355 500 произведений, 25 200 авторов.

Электронная библиотека книг » Валентин Тараторин » Конница на войне: История кавалерии с древнейших времен до эпохи Наполеоновских войн » Текст книги (страница 21)
Конница на войне: История кавалерии с древнейших времен до эпохи Наполеоновских войн
  • Текст добавлен: 29 сентября 2016, 00:06

Текст книги "Конница на войне: История кавалерии с древнейших времен до эпохи Наполеоновских войн"


Автор книги: Валентин Тараторин



сообщить о нарушении

Текущая страница: 21 (всего у книги 29 страниц)

Тактике рейтары обучались по европейской методике, ранее нами описанной.

Обычным вооружением рейтара были два (или один) пистолета, карабин и шпага, сабля или палаш. По своему усмотрению воин мог купить дополнительное оружие. Всадники, сопровождающие рейтара в походе, в большинстве своём были вооружены похуже. Остальная одежда и амуниция не регламентировалась и могла быть как русского покроя, так и иностранного.

В русской коннице, как и в Европе, существовало такое понятие, как «копейщик». Эти профессиональные воины набирались из тех же социальных слоев, что и рейтары. Не следует считать, что копейщики составляли отдельный род кавалерии; они придавались рейтарским полкам и выделялись в первую шеренгу и на фланги боевого строя. Одиннадцать рейтарских полков имели таких воинов (283, с. 113), кроме того, были сформированы 4 отдельные роты копейщиков, представляющие как бы резерв кавалерии.

В вооружение копейщиков должны были входить доспехи и шлем. Можно предположить, что, в зависимости от национальности солдата, они могли быть самых разных конструкций: западноевропейской, польской, венгерской, русской и т. д. Помимо этого, копейщик снабжался пистолетами и коротким холодным оружием. Относительно карабина или лука со стрелами, можно предположить, что существовали различные варианты. Поскольку воин снаряжался за свой счёт и, соответственно, имел то оружие, которым лучше владел, вполне логично допустить, что в строю встречались всадники с любым комплектом вооружения. Например, Георг Паерле, говоря о русских конных стрельцах, упоминает, что те использовали и карабины, и луки со стрелами:

«…недалеко от них (пеших стрельцов – В.Т.) стояли 2 000 конных стрельцов, одетых точно также, как и пешие, с луками и стрелами на одной стороне и с ружьями, привязанными к седлу на другой…» (84, с. 44).

Рейтарские формирования привлекали на службу только в военное время. И хотя им устраивали сборы в мирное время (обычно осенью, после уборки урожая), длившиеся месяц (204, т. 2, с. 581), этого было мало.
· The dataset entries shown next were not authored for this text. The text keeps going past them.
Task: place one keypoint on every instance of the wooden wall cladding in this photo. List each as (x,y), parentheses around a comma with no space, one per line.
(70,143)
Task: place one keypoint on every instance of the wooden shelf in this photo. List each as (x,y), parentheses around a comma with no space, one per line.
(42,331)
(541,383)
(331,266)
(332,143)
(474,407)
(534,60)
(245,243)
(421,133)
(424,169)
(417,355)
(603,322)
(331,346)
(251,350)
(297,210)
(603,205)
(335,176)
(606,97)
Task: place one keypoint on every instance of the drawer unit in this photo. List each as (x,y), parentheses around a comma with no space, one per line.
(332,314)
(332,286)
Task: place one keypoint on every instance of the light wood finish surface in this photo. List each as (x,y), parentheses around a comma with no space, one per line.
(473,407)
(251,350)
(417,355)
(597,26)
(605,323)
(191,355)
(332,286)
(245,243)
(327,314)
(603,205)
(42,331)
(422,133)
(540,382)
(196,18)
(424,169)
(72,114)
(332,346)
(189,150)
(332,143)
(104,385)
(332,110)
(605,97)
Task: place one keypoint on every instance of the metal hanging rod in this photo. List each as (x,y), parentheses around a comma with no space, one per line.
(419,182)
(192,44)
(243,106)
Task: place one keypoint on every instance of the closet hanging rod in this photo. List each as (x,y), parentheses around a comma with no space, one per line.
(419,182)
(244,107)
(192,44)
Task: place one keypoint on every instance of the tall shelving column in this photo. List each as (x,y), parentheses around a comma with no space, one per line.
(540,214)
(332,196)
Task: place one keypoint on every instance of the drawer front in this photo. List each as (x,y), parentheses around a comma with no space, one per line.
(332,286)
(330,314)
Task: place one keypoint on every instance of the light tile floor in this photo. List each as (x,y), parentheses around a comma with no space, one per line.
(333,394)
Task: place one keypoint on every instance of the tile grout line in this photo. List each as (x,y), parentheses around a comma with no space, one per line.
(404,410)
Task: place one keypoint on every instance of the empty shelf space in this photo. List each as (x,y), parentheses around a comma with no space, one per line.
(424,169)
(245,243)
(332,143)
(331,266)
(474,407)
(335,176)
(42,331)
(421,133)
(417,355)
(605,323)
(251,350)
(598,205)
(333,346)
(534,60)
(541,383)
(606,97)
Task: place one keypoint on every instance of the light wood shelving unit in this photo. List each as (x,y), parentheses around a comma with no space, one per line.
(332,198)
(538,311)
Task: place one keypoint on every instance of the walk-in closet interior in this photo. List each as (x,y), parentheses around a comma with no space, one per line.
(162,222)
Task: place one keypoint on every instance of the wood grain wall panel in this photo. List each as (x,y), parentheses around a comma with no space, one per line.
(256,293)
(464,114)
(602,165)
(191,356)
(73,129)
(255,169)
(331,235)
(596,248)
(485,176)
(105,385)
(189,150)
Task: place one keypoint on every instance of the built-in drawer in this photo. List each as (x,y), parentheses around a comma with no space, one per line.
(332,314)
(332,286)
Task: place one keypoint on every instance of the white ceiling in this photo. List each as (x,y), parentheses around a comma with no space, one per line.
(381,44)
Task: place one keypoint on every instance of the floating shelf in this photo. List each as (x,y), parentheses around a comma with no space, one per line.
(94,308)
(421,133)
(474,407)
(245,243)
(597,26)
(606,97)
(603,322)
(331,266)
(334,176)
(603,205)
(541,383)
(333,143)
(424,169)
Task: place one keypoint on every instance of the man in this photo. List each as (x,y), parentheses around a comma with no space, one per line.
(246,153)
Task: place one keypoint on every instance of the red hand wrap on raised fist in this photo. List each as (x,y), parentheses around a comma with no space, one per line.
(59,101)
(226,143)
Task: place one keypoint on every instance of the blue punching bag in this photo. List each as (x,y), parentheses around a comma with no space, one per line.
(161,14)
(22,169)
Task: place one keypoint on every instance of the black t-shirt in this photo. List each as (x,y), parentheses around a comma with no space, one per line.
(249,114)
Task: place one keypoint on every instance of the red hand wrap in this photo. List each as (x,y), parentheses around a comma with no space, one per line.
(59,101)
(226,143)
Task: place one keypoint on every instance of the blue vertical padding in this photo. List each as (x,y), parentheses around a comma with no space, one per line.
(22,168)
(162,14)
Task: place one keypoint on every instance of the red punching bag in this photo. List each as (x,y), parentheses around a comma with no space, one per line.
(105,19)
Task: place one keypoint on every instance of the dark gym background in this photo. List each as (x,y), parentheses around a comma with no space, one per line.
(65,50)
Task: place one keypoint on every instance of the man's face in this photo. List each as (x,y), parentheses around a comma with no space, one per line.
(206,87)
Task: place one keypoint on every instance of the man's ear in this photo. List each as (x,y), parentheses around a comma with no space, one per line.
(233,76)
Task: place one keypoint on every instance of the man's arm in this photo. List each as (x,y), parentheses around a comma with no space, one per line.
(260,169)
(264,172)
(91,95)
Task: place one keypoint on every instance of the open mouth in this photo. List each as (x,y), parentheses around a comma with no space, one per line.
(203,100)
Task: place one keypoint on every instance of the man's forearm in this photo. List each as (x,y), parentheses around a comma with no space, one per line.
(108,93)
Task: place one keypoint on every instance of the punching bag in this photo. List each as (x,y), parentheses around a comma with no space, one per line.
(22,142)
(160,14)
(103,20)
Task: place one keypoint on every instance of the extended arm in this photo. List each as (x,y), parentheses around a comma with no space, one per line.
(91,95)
По существу, рейтары являлись той же поместной конницей, значительно уступали польским и шведским всадникам в боевом мастерстве и нечасто решались сходиться с ними в рукопашной. Гордон по этому поводу пишет:

«Поляки сейчас же вооружились и смотрели, куда направятся русские. Последние, едва выступив из лагеря, послали 500 человек кавалерии вдоль фронта к тому месту, которое было занято поляками у леса. Гордон настоятельно советовал полковнику отдать драгунам приказ спешиться и стать в траншеях; но ни полковник, ни солдаты не высказали к этому никакой охоты. Между тем упомянутые рейтары, доехав до середины передней линии своего обоза, повернули направо прямо на оба окопа. Полковник с драгунами оставался на своём посту, несмотря на советы Гордона идти навстречу врагу, так как пост их находился вне всякой опасности. Только когда подан был из лагеря знак к общему нападению и прибыла польская конница, находившаяся на страже, Гордону с трудом удалось наконец уговорить полковника идти к окопам. Ещё до прихода его русские потерпели уже большой урон. Солдаты Гордона спешились, ведя за собой лошадей, и присоединились к пехоте для преследования русских, которые при их натиске отступили; расстояние между обеими сторонами было часто не более 30– 40 шагов. Русская кавалерия отступила так поспешно, что скоро скрылась из виду поляков» (27, с. 208—209).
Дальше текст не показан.